Since then, the second half of 2019 was better for South Korea in terms of sourcing greenfield FDI. Having attracted £893.3m in FDI greenfield between February and June, South Korea had inflows of £1.55bn between July and December 2019, according to fDi Markets.
Despite this increase, Asia’s fourth-largest economy was under pressure throughout 2019. Exports declined by 14.7% year-on-year in October, falling for an 11th consecutive month, as “global demand remained week and semiconductor markets had not picked up” according to a report by South Korea’s ministry of economy and finance.
As an export-oriented economy that is sensitive to external demand shocks, South Korea was heavily affected by the US-China trade war which involved its two biggest trading partners.

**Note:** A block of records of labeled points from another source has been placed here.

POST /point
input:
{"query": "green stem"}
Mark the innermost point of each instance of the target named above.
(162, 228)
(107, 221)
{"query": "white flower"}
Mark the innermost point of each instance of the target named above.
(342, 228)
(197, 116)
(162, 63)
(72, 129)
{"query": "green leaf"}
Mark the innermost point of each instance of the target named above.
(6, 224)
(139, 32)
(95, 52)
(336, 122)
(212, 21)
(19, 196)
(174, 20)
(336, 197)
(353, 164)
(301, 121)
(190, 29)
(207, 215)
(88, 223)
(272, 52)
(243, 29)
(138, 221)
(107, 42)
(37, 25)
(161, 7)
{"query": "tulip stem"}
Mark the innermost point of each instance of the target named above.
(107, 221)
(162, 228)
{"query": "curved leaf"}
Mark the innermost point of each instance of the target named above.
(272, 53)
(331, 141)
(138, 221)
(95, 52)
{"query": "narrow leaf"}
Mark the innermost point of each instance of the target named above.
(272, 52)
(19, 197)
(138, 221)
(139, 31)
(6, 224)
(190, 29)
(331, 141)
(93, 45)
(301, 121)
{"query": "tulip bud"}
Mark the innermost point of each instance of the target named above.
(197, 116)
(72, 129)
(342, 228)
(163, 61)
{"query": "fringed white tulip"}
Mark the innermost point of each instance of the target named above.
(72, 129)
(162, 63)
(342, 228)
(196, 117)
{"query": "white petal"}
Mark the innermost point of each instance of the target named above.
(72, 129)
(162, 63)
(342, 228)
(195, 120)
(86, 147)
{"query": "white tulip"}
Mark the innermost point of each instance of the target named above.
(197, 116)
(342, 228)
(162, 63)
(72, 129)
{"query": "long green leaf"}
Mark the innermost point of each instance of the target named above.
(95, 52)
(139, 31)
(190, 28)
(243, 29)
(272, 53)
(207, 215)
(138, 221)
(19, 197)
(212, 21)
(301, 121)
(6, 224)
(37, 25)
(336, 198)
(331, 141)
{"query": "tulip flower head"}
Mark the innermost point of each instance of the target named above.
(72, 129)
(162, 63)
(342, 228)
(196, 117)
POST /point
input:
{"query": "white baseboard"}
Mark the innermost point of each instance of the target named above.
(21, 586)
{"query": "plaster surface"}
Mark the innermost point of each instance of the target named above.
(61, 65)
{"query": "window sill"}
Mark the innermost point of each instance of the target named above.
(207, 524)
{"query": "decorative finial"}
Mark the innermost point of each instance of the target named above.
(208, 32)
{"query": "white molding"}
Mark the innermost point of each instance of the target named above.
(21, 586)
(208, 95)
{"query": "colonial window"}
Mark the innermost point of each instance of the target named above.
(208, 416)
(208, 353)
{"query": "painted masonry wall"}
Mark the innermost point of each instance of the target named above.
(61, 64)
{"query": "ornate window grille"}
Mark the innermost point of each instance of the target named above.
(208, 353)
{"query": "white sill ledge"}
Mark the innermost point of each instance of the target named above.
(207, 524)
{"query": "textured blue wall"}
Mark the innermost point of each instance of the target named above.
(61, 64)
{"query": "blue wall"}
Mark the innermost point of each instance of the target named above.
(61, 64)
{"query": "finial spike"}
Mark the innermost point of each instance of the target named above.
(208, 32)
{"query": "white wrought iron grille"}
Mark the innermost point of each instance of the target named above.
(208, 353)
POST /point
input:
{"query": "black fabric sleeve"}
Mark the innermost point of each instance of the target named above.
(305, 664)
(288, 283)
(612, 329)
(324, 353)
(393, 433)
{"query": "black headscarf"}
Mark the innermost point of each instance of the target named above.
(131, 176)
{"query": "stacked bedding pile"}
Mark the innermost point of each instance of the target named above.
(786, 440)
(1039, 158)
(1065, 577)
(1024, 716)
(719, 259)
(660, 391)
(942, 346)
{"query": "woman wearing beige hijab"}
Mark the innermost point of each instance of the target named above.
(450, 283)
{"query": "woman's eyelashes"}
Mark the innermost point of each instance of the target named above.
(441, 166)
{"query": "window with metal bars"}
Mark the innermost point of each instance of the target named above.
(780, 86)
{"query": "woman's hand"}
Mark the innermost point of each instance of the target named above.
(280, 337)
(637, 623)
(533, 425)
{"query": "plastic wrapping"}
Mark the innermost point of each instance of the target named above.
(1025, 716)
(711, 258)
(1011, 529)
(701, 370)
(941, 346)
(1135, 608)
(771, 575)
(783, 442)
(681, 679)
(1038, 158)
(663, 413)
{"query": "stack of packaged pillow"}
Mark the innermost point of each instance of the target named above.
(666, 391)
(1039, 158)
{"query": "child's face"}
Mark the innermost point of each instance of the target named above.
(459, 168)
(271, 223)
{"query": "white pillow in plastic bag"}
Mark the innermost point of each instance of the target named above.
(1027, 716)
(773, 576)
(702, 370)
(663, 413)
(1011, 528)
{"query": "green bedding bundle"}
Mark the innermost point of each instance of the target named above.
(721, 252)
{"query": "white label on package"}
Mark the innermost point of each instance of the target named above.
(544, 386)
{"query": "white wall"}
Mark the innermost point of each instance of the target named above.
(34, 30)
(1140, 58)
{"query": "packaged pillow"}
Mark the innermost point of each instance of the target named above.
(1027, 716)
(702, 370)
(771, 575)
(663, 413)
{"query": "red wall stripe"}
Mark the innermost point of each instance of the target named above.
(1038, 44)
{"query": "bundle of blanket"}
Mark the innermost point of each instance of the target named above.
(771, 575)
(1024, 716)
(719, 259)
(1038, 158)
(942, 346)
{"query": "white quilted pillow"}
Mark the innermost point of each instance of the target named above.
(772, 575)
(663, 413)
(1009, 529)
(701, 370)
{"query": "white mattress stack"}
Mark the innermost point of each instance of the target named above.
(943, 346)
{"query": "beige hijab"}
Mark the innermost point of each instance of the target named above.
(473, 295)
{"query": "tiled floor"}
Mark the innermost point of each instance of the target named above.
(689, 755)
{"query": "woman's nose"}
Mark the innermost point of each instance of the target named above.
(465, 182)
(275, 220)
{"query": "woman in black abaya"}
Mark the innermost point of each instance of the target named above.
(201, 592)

The declining global demand for South Korean vehicles and electronics particularly affected the country’s manufacturing economy, leading to 81,000 job losses in the industry as employment rates hit a six-year low in October 2019, according to South Korea’s Pulsenews.
Greenfield FDI inflows in South Korea’s manufacturing sector were $1.5bn in 2019, the lowest year recorded since fDi Markets data began in 2003. Furthermore, automotive OEM projects also declined steeply, falling from seven in 2018 to just one in 2019, according to fDi Markets.
To make matters worse, South Korea lost 43.2 workdays per 1000 workers to strikes in 2019, compared with only 0.25 days in Japan, according to data from the Korea Labour Institute.
Although South Korea ranks fifth in the World Bank’s Ease of Doing Business Report 2020, investors have been wary of the labour situation. This was confirmed by a survey in November 2019, as the Korea Trade-Investment Promotion Agency found that 24.1% of foreign-invested companies cited the labour environment as the most urgent problem in South Korea.